I just finished staining my bow tonight.  The lady at Home Depot said it would be fine to use polyurethane to seal it with.  Have any of yall used it to finish a bow?  I wanted to check with yall before I put it on the bow tomorrow


----------



## cpowel10

This is the stuff I bought
http://www.homedepot.com/h_d1/N-5yc...splay?langId=-1&storeId=10051&catalogId=10053


----------



## SOS

On my first laminated bow, I went with several coats of the Minwax Wipe-on Poly.  Seems durable, although I need to fine sand and reseal after three hard seasons of hunting and almost daily shooting.


----------



## OconeeDan

It works fine except if you  have sunscreen or bug lotion on your hands.  Not sure which it is, but one of them will make the poly finish melt and become sticky.  Not a huge deal.  They act like a solvent.
Dan


----------



## Apex Predator

I had better luck with Minwax spray lacquer, also available at Home Depot.  Lacquer will dry on oily exotics as well.


----------



## robert carter

I have a longbow I hunted with off and on for 3 years homemade I sprayed with it.Course its butt ugly but will kill stuff.RC


----------



## NCHillbilly

My favorite finishes for bows are Helmsman spray spar urethane (satin), or Tru-oil.


----------



## FVR

I've used that poly with no problems.  I do follow up with 4 or 5 coats of turtlewax.

My fav. finish for sinew backed bows is clear spraypaint.  Talk about sealing it up.

For unbacked selfbows nowdays, I rub in numerous coats of tung oil and again follow with 2 or 3 coats of minwax, car wax, and even have sprayed lemon scented  pledge.

I've even started waxing my arrows after I make them.  Works great.


----------



## Barry Duggan

I some how didn't figure I was the only person who waxed their arrows.


----------



## Arrow Flinger

I use minwax wipe on satin  poly.  I usually end up putting on 7-8 coats.  I like the results.  I do my first coat a little different though.  I put the first coat on very heavy and then sand real good  with some 120 grit sandpaper while the finish is still wet.  This adds a little saw dust to the finish( called slurry) and really seals the grain good in one coat.
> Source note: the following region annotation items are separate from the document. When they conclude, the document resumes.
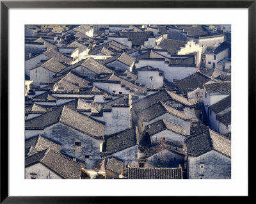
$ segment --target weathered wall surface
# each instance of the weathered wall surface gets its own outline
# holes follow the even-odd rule
[[[36,179],[62,179],[59,175],[41,164],[36,164],[25,168],[25,178],[31,179],[31,173],[36,174]]]
[[[231,178],[231,159],[214,150],[188,160],[189,179]]]
[[[158,88],[163,86],[164,77],[159,75],[159,71],[138,71],[137,82],[149,88]]]

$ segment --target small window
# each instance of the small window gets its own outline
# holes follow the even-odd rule
[[[141,168],[144,168],[145,164],[144,163],[139,163],[139,167]]]
[[[75,142],[76,146],[81,146],[81,142]]]

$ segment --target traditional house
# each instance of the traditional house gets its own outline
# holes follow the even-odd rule
[[[127,166],[128,179],[182,179],[182,168],[136,168]]]
[[[99,169],[106,173],[106,178],[123,178],[123,162],[113,157],[108,157],[100,161]]]
[[[208,115],[209,127],[215,132],[221,134],[230,132],[231,95],[209,106],[208,109],[209,109],[209,114]],[[226,120],[228,120],[226,122]],[[221,123],[221,122],[223,122],[223,123]],[[223,124],[227,125],[224,126]]]
[[[156,36],[153,32],[119,31],[108,36],[107,40],[115,40],[130,49],[140,45],[154,48],[156,45]]]
[[[131,129],[109,136],[100,145],[101,155],[114,157],[123,162],[137,164],[138,159],[138,128]]]
[[[85,161],[86,168],[100,159],[104,124],[66,106],[26,121],[25,129],[26,138],[40,134],[61,143],[63,153]]]
[[[26,179],[80,179],[82,167],[50,148],[25,159]]]
[[[230,139],[208,129],[186,143],[188,178],[231,178]]]
[[[230,44],[225,42],[220,43],[216,48],[205,53],[205,67],[208,68],[215,68],[216,65],[224,58],[229,58],[230,49]],[[223,70],[223,68],[221,68],[221,70]]]
[[[158,88],[163,86],[164,75],[159,68],[146,66],[138,68],[136,71],[138,75],[137,82],[149,88]]]
[[[196,67],[201,65],[202,47],[193,40],[181,41],[172,39],[164,39],[157,47],[167,50],[171,54],[194,55]]]
[[[140,168],[184,168],[186,160],[185,148],[170,145],[164,142],[139,150],[138,162]]]
[[[190,134],[191,118],[182,111],[178,111],[172,106],[159,102],[138,113],[140,130],[154,122],[165,119],[166,120],[182,126],[188,134]]]
[[[131,95],[119,97],[106,102],[103,117],[105,134],[110,135],[131,127]]]
[[[93,85],[109,93],[145,95],[145,87],[134,84],[113,74],[99,79],[93,79]]]
[[[38,134],[25,140],[25,157],[31,156],[47,148],[60,152],[61,144]]]
[[[183,146],[188,137],[184,129],[164,119],[159,120],[154,123],[147,125],[145,130],[148,132],[151,144],[159,144],[161,139]]]
[[[40,31],[41,29],[38,26],[35,25],[25,25],[25,36],[36,36],[38,32]]]
[[[174,84],[178,91],[186,94],[191,102],[203,100],[203,87],[204,84],[218,82],[201,72],[197,72]]]
[[[204,85],[204,104],[207,116],[209,106],[231,95],[231,82],[221,82]]]
[[[116,71],[129,70],[132,71],[134,65],[135,58],[123,52],[105,60],[102,63],[105,66],[114,67]]]
[[[83,63],[72,68],[72,72],[90,79],[95,79],[102,73],[114,72],[92,58],[87,58]]]

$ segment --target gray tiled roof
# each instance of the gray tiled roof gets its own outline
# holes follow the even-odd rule
[[[170,29],[168,32],[168,39],[175,40],[187,41],[187,38],[180,32],[177,30]]]
[[[123,173],[123,162],[111,157],[105,159],[105,169],[110,170],[118,175]]]
[[[126,54],[125,52],[123,52],[121,54],[118,54],[112,58],[108,58],[102,61],[102,63],[104,65],[108,65],[108,63],[113,62],[115,60],[119,61],[124,64],[131,66],[134,61],[135,61],[135,58]]]
[[[81,32],[82,33],[84,33],[90,31],[92,29],[93,27],[88,25],[80,25],[77,27],[72,28],[72,30],[76,32]]]
[[[144,45],[144,42],[149,37],[155,37],[153,32],[119,32],[120,36],[128,37],[128,40],[132,41],[132,46]]]
[[[98,74],[114,72],[92,58],[87,58],[82,64],[82,66]]]
[[[147,125],[145,129],[150,136],[166,129],[180,135],[186,136],[187,134],[183,127],[171,123],[164,119]]]
[[[47,55],[49,58],[53,58],[54,61],[57,61],[58,62],[65,63],[66,64],[69,64],[72,61],[73,61],[72,58],[68,58],[65,56],[64,54],[58,52],[56,49],[51,49],[44,52],[44,54]]]
[[[231,95],[220,100],[219,102],[210,106],[209,108],[212,109],[216,114],[218,114],[231,107]]]
[[[104,104],[104,109],[112,109],[112,107],[115,106],[129,107],[129,96],[120,97],[108,102]]]
[[[43,67],[44,68],[46,68],[47,70],[52,71],[54,73],[60,72],[63,69],[66,68],[66,66],[60,63],[58,61],[55,61],[53,58],[51,58],[50,59],[48,59],[42,65],[40,65],[38,67]],[[35,68],[37,68],[35,67]],[[31,70],[33,70],[34,68],[32,68]]]
[[[204,84],[210,81],[211,79],[201,74],[196,72],[176,82],[174,86],[184,92],[191,91],[198,88],[202,88]]]
[[[44,129],[58,122],[97,139],[102,139],[105,131],[105,125],[102,123],[80,114],[66,106],[26,121],[25,128]]]
[[[104,142],[105,146],[102,152],[106,152],[107,155],[112,154],[136,145],[136,127],[134,127],[109,136]]]
[[[231,111],[224,114],[218,114],[218,119],[227,127],[231,124]]]
[[[190,127],[190,135],[197,135],[200,133],[205,132],[209,129],[208,126],[200,125],[200,126],[195,126]]]
[[[76,86],[69,81],[65,80],[64,79],[61,79],[59,82],[56,84],[57,87],[57,91],[79,91],[80,87]]]
[[[79,43],[77,40],[74,41],[72,43],[70,43],[69,45],[65,45],[68,47],[75,47],[75,48],[78,48],[79,53],[83,52],[85,51],[86,49],[88,49],[88,47],[85,46],[84,45],[81,44]]]
[[[218,46],[216,48],[210,51],[207,54],[218,54],[221,52],[222,51],[223,51],[227,49],[229,49],[229,48],[230,48],[230,45],[225,42],[222,43],[220,43],[219,46]]]
[[[151,140],[148,132],[139,132],[138,136],[138,147],[140,148],[144,148],[150,146]]]
[[[183,31],[186,32],[188,35],[191,36],[205,36],[212,35],[211,35],[211,33],[202,26],[186,27],[183,28]]]
[[[206,93],[231,94],[231,82],[221,82],[204,85]]]
[[[188,155],[197,157],[214,150],[231,157],[231,141],[208,129],[186,141]]]
[[[127,166],[128,179],[182,179],[182,168],[136,168]]]
[[[25,149],[30,149],[29,152],[26,153],[26,156],[31,156],[49,148],[60,152],[61,145],[59,143],[40,134],[25,140]]]
[[[65,179],[79,179],[81,165],[72,159],[51,149],[46,149],[27,157],[25,167],[42,163]]]
[[[51,42],[49,42],[42,38],[39,38],[38,39],[34,40],[34,42],[43,42],[44,47],[47,47],[47,49],[57,47],[57,45],[55,45],[54,44],[52,44]]]
[[[150,121],[166,113],[184,120],[191,120],[191,118],[185,114],[183,112],[178,111],[172,106],[161,102],[157,102],[157,104],[147,107],[144,111],[140,112],[138,113],[138,116],[142,122]]]
[[[177,51],[179,51],[180,47],[184,47],[186,43],[187,42],[186,41],[164,39],[158,45],[158,47],[167,50],[172,54],[177,54]]]

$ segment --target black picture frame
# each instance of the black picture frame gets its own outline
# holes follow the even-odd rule
[[[256,1],[1,1],[1,203],[113,203],[120,197],[9,196],[8,188],[8,10],[10,8],[248,8],[248,130],[252,133],[255,109]],[[248,137],[248,139],[250,138]],[[248,144],[252,144],[249,142]],[[249,146],[249,145],[248,145]],[[248,146],[248,150],[249,150]],[[250,154],[248,152],[248,158]],[[249,166],[248,162],[248,166]],[[249,167],[249,166],[248,166]],[[250,180],[248,180],[249,184]],[[250,197],[250,191],[248,192]],[[189,201],[195,200],[190,197]],[[136,202],[143,201],[136,198]],[[195,198],[197,199],[197,198]],[[212,198],[215,200],[215,198]],[[151,200],[151,198],[150,198]]]

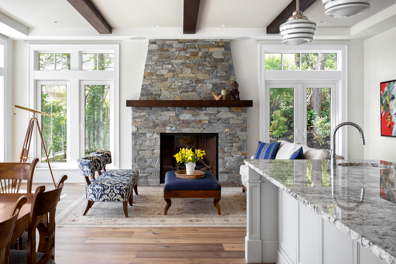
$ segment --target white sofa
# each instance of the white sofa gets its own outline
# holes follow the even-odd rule
[[[327,149],[316,149],[303,145],[298,142],[291,143],[287,141],[281,140],[279,148],[275,156],[275,159],[289,159],[294,151],[303,147],[304,158],[305,159],[326,159],[330,154]],[[252,156],[251,159],[254,159],[254,156]],[[337,159],[344,159],[342,156],[337,155]],[[248,166],[245,164],[241,165],[239,168],[239,174],[242,176],[242,191],[246,191],[246,177],[248,176]]]

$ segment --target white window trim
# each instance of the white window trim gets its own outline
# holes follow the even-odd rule
[[[113,70],[110,71],[82,71],[81,69],[81,54],[84,53],[108,53],[112,52],[114,54],[114,68]],[[39,53],[69,53],[70,54],[70,70],[69,71],[55,70],[38,70],[38,54]],[[105,82],[109,83],[111,82],[112,86],[110,92],[110,149],[111,151],[112,163],[109,166],[109,168],[118,168],[119,166],[119,45],[118,44],[97,44],[97,45],[51,45],[51,44],[30,44],[29,45],[29,108],[37,109],[37,82],[45,81],[48,83],[53,81],[70,81],[71,87],[74,89],[69,89],[76,92],[69,92],[67,94],[67,107],[77,107],[80,113],[81,106],[80,99],[81,91],[83,90],[82,87],[82,81],[90,81],[89,82],[91,84],[94,82]],[[60,82],[58,82],[60,83]],[[53,82],[53,84],[55,82]],[[76,89],[76,87],[78,88]],[[72,98],[69,100],[69,98]],[[69,102],[70,101],[70,105]],[[69,107],[70,105],[70,107]],[[84,149],[82,149],[83,144],[80,144],[78,148],[75,148],[74,151],[68,146],[73,142],[80,142],[84,141],[84,139],[81,138],[80,132],[81,117],[79,115],[78,117],[67,117],[69,127],[68,134],[72,134],[69,131],[79,131],[75,136],[77,138],[76,141],[68,142],[67,151],[70,153],[68,157],[70,162],[67,163],[68,168],[76,169],[78,168],[77,159],[84,157]],[[82,121],[84,124],[84,119]],[[27,124],[28,121],[27,121]],[[41,124],[41,122],[40,123]],[[76,126],[77,126],[76,127]],[[37,140],[38,136],[37,130],[34,131],[33,138],[36,140],[32,142],[30,147],[30,154],[36,157],[41,156],[41,143]],[[75,138],[75,137],[73,137]],[[77,149],[76,151],[76,149]],[[34,153],[34,154],[33,154]],[[62,168],[65,165],[62,164],[64,163],[51,163],[51,167],[55,169]],[[45,163],[41,164],[39,167],[42,169],[49,170],[48,165]]]
[[[1,90],[0,90],[0,106],[1,106],[1,114],[0,114],[0,162],[5,162],[8,159],[7,136],[9,136],[9,133],[7,132],[10,129],[7,128],[7,119],[12,118],[12,116],[7,116],[7,114],[9,112],[7,108],[10,107],[10,102],[7,100],[7,40],[2,37],[7,38],[6,36],[0,34],[0,44],[4,46],[4,67],[0,67],[0,76],[3,77],[3,83]]]
[[[267,53],[337,54],[337,70],[335,71],[268,70],[265,69]],[[334,111],[335,124],[347,121],[347,44],[308,44],[296,47],[286,44],[261,44],[259,46],[259,140],[267,142],[269,139],[269,105],[266,103],[269,97],[267,83],[335,83],[335,99],[336,105]],[[332,111],[332,112],[333,112]],[[267,124],[268,123],[268,124]],[[347,159],[347,128],[339,131],[336,135],[336,153]],[[266,140],[267,140],[267,141]]]

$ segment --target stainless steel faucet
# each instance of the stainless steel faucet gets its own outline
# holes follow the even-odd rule
[[[344,122],[338,124],[334,128],[334,129],[333,130],[333,132],[331,133],[331,137],[333,138],[333,146],[331,147],[330,155],[331,155],[331,164],[333,166],[335,166],[337,165],[336,160],[337,155],[335,154],[335,132],[341,126],[346,125],[352,126],[357,128],[358,130],[359,130],[359,133],[360,133],[360,139],[362,140],[362,145],[366,144],[366,142],[364,141],[364,134],[363,133],[363,130],[362,130],[362,128],[359,126],[358,125],[352,122]]]

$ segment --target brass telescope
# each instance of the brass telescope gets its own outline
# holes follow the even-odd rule
[[[17,108],[19,108],[19,109],[23,109],[23,110],[25,110],[27,111],[29,111],[31,112],[34,114],[40,114],[40,115],[46,115],[47,117],[53,117],[53,116],[52,115],[50,115],[49,114],[47,114],[46,113],[44,113],[44,112],[42,112],[41,111],[38,111],[38,110],[34,110],[34,109],[32,109],[31,108],[28,108],[27,107],[25,107],[24,106],[21,106],[20,105],[16,105],[15,103],[13,104],[12,107]]]

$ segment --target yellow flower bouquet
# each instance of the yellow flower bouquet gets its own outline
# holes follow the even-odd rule
[[[173,155],[173,157],[176,158],[178,163],[187,164],[188,162],[195,163],[200,159],[203,159],[204,155],[205,155],[204,150],[196,149],[193,151],[190,149],[187,149],[183,147],[181,148],[180,151]]]

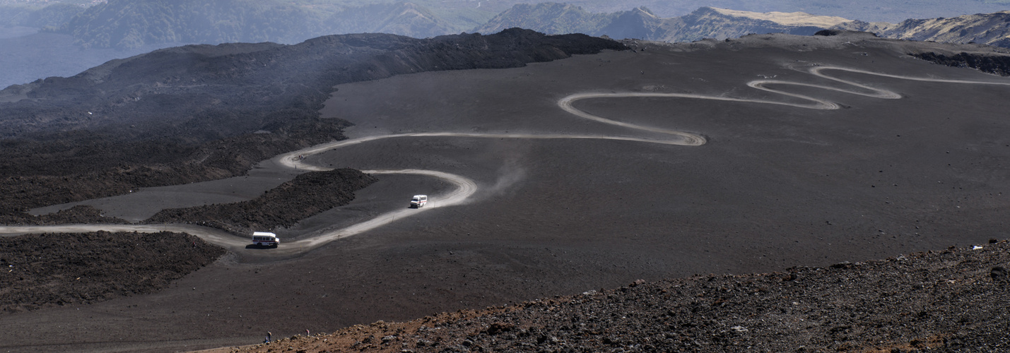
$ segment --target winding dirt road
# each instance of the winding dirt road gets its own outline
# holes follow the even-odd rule
[[[791,68],[797,71],[804,71],[804,68]],[[575,116],[604,123],[615,126],[620,126],[624,128],[663,133],[670,136],[669,139],[651,139],[651,138],[638,138],[638,137],[624,137],[624,136],[606,136],[606,135],[576,135],[576,134],[522,134],[522,133],[469,133],[469,132],[417,132],[417,133],[402,133],[402,134],[390,134],[390,135],[376,135],[367,136],[342,141],[334,141],[329,143],[323,143],[309,148],[292,151],[289,153],[282,154],[280,156],[280,162],[290,168],[297,168],[303,170],[328,170],[329,168],[312,165],[305,163],[304,156],[322,153],[325,151],[346,147],[350,145],[356,145],[360,143],[366,143],[369,141],[375,141],[380,139],[388,138],[400,138],[400,137],[468,137],[468,138],[520,138],[520,139],[605,139],[605,140],[619,140],[619,141],[631,141],[631,142],[644,142],[644,143],[660,143],[660,144],[670,144],[670,145],[684,145],[684,146],[700,146],[706,143],[704,136],[674,130],[666,129],[653,126],[641,126],[626,122],[615,121],[600,116],[596,116],[576,108],[574,105],[578,101],[587,99],[603,99],[603,98],[636,98],[636,97],[659,97],[659,98],[685,98],[685,99],[702,99],[711,101],[724,101],[724,102],[740,102],[740,103],[759,103],[759,104],[775,104],[784,105],[797,108],[805,109],[819,109],[819,110],[831,110],[839,109],[840,106],[833,102],[828,102],[822,99],[818,99],[805,94],[798,94],[787,92],[783,90],[774,89],[774,86],[795,86],[795,87],[805,87],[813,88],[819,90],[835,91],[841,93],[847,93],[864,97],[880,98],[880,99],[900,99],[901,95],[898,93],[875,88],[860,83],[855,83],[848,80],[843,80],[835,77],[830,77],[824,74],[825,71],[841,71],[855,74],[863,74],[869,76],[878,76],[883,78],[900,79],[908,81],[918,81],[918,82],[934,82],[934,83],[947,83],[947,84],[974,84],[974,85],[999,85],[999,86],[1010,86],[1010,83],[1006,82],[983,82],[983,81],[963,81],[963,80],[944,80],[944,79],[932,79],[932,78],[916,78],[916,77],[905,77],[897,75],[880,74],[874,72],[868,72],[855,69],[846,69],[839,67],[821,67],[812,66],[805,67],[805,72],[816,77],[827,79],[833,82],[837,82],[848,86],[850,88],[838,88],[825,85],[816,84],[806,84],[806,83],[796,83],[788,81],[779,80],[754,80],[746,84],[746,86],[762,90],[765,92],[770,92],[778,95],[783,95],[802,101],[807,101],[810,103],[799,104],[791,103],[785,101],[771,101],[771,100],[760,100],[760,99],[747,99],[747,98],[732,98],[732,97],[722,97],[722,96],[706,96],[706,95],[695,95],[695,94],[681,94],[681,93],[579,93],[567,96],[558,101],[558,106]],[[271,250],[268,256],[277,257],[290,257],[295,256],[306,251],[310,251],[319,246],[325,245],[333,240],[349,237],[352,235],[361,234],[369,230],[390,224],[397,220],[402,220],[407,217],[416,216],[424,211],[438,208],[438,207],[449,207],[454,205],[461,205],[468,201],[468,199],[477,193],[477,184],[462,175],[452,174],[437,170],[423,170],[423,169],[377,169],[377,170],[362,170],[366,173],[372,174],[416,174],[438,178],[448,183],[453,184],[457,188],[452,192],[446,195],[434,196],[428,204],[428,207],[422,209],[403,209],[393,212],[388,212],[382,214],[374,219],[366,222],[351,225],[346,228],[331,230],[321,232],[319,234],[314,234],[307,236],[304,239],[292,242],[283,242],[281,246],[277,249]],[[186,232],[202,239],[225,247],[231,251],[241,251],[248,244],[249,241],[245,238],[235,237],[233,235],[227,234],[223,231],[216,229],[210,229],[206,227],[194,226],[194,225],[180,225],[180,224],[167,224],[167,225],[59,225],[59,226],[0,226],[0,235],[18,235],[26,233],[38,233],[38,232],[63,232],[63,233],[74,233],[74,232],[91,232],[91,231],[136,231],[136,232],[161,232],[161,231],[173,231],[173,232]]]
This coat drys 12 hours and then a good sanding.  The next coats are light coats with light sanding between with 320 git.  These coats can ususally be done 4 hours apart.


----------



## CallMaker

You did not say if it is a wood or laminated bow. I use Tru-Oil on my wood bows with good results. Tried MinWax wipe on poly but find it not to be a durable nor as water resistant.

Ed


----------



## dpoole

cpowel10 said:


> I just finished staining my bow tonight.  The lady at Home Depot said it would be fine to use polyurethane to seal it with.  Have any of yall used it to finish a bow?  I wanted to check with yall before I put it on the bow tomorrow



what does the lady at home depot know about bows !


----------